Série: la trêve

Duas temporadas. A série é cheia de suspense. Um suspense bem pensado. A produção decidiu o início e o fim de uma só vez. Não é um suspense que nem PLL que vai e volta e vai e volta e espera, isso foi decidido agora, não é? Só pode! É um suspense sólido. Se é que essa expressão existe.


Começa com alguém morrendo e a polícia precisa descobrir quem matou. Claro que a gente só descobre o assassino no último episódio da temporada… qual graça teria se fosse diferente?

Um suspense policial belga. Todo mundo falando francês. Muitas imagens de florestas lindas.

A primeira temporada é incrível de doida. Começa com Peeters e sua psicológa em uma sessão. Peeters: investigador; personagem principal; MUITO perturbado. Toma milhares de pílulas (se droga) todos os dias e é o melhor detetive que existe na cidade. Um clássico drama psicológico.

Então ele matou alguém? Ah coitado, nem ele sabe. A gente é levado nesse mar de dúvidas e resquícios do que ele lembra que aconteceu. A investigação é sobre a morte de Driss Assani, um jovem jogador africano de futebol. Parece que foi suicídio, mas não foi. Foi planejado para parecer suicídio. Os policiais babacas levam como suicídio e pronto. Peeters investiga por conta própria porque acredita que Driss não se matou.

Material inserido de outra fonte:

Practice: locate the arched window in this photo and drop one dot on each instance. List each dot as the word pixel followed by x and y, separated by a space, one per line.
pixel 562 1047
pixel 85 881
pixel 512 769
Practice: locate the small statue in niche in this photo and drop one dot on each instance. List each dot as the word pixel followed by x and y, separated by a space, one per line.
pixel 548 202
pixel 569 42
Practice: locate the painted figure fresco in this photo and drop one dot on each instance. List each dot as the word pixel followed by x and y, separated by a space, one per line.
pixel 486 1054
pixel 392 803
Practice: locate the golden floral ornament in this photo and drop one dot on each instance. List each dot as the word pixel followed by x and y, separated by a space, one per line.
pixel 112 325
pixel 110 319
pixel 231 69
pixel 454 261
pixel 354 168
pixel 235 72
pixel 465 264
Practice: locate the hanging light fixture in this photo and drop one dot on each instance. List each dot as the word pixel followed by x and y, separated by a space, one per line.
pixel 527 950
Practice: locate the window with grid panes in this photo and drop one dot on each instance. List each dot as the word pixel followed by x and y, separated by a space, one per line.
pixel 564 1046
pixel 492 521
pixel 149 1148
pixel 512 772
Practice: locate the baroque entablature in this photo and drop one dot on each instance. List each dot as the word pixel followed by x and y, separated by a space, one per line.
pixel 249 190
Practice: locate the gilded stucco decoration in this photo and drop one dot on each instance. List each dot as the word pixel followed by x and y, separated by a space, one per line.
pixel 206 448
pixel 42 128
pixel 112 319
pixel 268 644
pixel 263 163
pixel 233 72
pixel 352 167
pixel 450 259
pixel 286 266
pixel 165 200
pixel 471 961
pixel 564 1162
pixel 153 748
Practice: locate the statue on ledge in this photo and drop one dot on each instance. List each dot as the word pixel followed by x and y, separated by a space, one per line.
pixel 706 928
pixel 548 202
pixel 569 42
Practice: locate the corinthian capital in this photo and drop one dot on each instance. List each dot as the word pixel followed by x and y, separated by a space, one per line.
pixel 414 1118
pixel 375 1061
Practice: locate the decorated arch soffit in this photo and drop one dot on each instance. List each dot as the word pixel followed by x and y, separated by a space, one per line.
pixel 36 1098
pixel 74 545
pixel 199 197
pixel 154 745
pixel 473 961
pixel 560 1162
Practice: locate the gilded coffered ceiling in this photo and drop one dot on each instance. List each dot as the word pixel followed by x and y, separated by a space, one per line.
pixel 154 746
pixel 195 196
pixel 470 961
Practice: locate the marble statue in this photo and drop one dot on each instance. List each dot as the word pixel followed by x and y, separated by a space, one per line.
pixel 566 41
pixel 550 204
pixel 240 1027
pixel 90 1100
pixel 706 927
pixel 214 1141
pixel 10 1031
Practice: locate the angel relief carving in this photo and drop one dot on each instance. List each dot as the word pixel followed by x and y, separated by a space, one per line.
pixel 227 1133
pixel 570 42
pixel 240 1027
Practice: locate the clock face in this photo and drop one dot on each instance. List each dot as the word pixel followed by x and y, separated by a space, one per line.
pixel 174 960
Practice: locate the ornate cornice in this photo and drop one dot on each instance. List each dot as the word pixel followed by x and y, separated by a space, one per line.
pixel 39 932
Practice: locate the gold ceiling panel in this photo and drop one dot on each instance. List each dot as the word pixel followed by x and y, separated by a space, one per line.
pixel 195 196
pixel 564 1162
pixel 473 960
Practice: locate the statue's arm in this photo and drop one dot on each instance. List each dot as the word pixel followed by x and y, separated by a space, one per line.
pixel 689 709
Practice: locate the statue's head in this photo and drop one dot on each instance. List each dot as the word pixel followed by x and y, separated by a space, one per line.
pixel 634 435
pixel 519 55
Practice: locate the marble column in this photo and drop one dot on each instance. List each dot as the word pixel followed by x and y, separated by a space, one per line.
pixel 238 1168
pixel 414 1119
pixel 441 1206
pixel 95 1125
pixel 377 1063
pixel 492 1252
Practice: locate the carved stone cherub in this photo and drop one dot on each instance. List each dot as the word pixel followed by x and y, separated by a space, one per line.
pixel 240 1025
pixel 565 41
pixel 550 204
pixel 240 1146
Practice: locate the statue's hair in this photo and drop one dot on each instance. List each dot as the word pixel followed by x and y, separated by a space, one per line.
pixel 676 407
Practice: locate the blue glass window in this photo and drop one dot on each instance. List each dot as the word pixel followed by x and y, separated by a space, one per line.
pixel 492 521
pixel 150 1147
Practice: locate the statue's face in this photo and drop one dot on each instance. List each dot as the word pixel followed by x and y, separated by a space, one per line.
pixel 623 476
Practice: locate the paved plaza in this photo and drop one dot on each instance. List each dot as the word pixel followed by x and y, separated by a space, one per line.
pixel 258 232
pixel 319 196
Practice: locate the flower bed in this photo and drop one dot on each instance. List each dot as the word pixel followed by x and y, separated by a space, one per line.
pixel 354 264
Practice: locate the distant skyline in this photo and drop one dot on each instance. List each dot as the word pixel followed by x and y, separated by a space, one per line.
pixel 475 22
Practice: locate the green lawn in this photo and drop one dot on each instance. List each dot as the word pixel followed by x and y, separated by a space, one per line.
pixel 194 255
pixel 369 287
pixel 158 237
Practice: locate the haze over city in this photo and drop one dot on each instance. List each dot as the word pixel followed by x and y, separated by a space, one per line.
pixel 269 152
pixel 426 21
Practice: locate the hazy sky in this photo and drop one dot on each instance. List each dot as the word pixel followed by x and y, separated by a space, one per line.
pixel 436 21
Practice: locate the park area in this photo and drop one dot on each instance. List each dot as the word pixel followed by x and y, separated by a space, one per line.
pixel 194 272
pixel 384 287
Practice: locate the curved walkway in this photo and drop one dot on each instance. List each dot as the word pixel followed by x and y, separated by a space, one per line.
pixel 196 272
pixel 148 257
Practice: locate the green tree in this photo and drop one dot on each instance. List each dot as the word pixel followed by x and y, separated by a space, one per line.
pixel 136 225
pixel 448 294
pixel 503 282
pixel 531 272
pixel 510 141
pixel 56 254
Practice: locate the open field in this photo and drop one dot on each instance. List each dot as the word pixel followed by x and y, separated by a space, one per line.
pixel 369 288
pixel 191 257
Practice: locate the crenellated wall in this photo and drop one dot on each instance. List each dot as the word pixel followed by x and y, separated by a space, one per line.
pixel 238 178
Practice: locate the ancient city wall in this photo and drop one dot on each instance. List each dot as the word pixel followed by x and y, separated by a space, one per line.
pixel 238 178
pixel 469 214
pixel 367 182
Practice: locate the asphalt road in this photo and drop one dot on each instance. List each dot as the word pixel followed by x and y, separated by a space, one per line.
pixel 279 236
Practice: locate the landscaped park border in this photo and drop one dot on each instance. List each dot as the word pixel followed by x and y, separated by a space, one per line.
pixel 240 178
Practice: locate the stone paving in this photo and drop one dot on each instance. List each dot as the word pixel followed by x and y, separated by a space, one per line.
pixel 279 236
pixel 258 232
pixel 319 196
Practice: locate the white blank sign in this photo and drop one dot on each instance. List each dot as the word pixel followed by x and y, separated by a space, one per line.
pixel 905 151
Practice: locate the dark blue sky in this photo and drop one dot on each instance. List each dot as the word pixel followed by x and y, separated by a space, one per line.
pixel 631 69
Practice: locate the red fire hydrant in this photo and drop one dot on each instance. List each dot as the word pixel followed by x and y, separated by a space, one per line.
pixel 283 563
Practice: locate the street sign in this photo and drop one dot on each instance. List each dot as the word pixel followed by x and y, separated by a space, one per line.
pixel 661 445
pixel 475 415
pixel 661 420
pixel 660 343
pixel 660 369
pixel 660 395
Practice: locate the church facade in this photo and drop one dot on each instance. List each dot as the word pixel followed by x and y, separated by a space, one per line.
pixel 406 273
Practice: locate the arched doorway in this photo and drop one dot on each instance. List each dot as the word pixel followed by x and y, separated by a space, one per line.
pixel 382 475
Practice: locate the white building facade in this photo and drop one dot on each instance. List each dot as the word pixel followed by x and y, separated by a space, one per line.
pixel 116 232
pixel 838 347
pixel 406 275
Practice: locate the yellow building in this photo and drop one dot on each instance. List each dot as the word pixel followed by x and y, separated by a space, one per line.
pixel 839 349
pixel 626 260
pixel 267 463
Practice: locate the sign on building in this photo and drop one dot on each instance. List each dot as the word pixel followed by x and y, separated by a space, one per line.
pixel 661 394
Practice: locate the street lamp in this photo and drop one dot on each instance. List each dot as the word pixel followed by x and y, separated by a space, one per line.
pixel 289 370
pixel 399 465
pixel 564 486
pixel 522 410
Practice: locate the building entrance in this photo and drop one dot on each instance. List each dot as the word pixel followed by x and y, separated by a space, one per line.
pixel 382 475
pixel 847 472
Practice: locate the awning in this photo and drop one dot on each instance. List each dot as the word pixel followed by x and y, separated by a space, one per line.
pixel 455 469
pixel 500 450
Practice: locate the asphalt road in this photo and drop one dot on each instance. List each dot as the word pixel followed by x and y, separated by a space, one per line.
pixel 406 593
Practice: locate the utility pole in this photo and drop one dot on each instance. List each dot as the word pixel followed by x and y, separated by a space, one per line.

Durante os episódios você é levado a crer que pelo menos cinco pessoas matou o jogador. O último episódio é uma gangorra. Você acredita que foi fulano, e durante a série foram narrados seus “motivos”*, mas depois parece que foi o outro e depois o irmão do outro. Enfim, só nos últimos segundos do último episódio que você descobre quem matou. E acaba com a boca aberta ainda sem entender o plot twist.

A segunda temporada foi a mesma coisa. Como você já sabe o que esperar, a ansiedade vem no primeiro episódio quando um jovem confessa o assassinato de uma mulher rica. Mas não é tão simples assim. Peeters está afastado da delegacia (o motivo você descobre assistindo a primeira temporada) mas uma colega pede ajuda nesse caso e ele volta a ter ilusões e a descobrir tudo e além. Ele parece um cão com raiva. Não consegue questionar um suspeito sem cuspir nele. Que rude, Peeters!

Foi um choque ver todo mundo branco na cidade. Uma disparidade enorme com a mistura que é o Brasil. Mas claro que isso tem a ver com a colonização e história do país. Só achei muito água com sal. Muito do mesmo. É todo mundo igual. Até os jovens querendo beber e ser diferente. Todos igualmente diferentes.

Além de que, em uma cena aparecem dois caras brancos barbudos matando alguém MEU QUERIDO você quer o quê? eu não sei quem é quem. Não consigo identificar se não tem nenhuma dessemelhança entre eles. Enfim. Senti que era um monte de gente branca fazendo a série. Na primeira temporada tem o Driss, negro, mas fica bem claro que ele estava ali para jogar futebol (oferecer um serviço) e acaba sendo morto.

*entre aspas porque convenhamos, não existe motivo para matar alguém.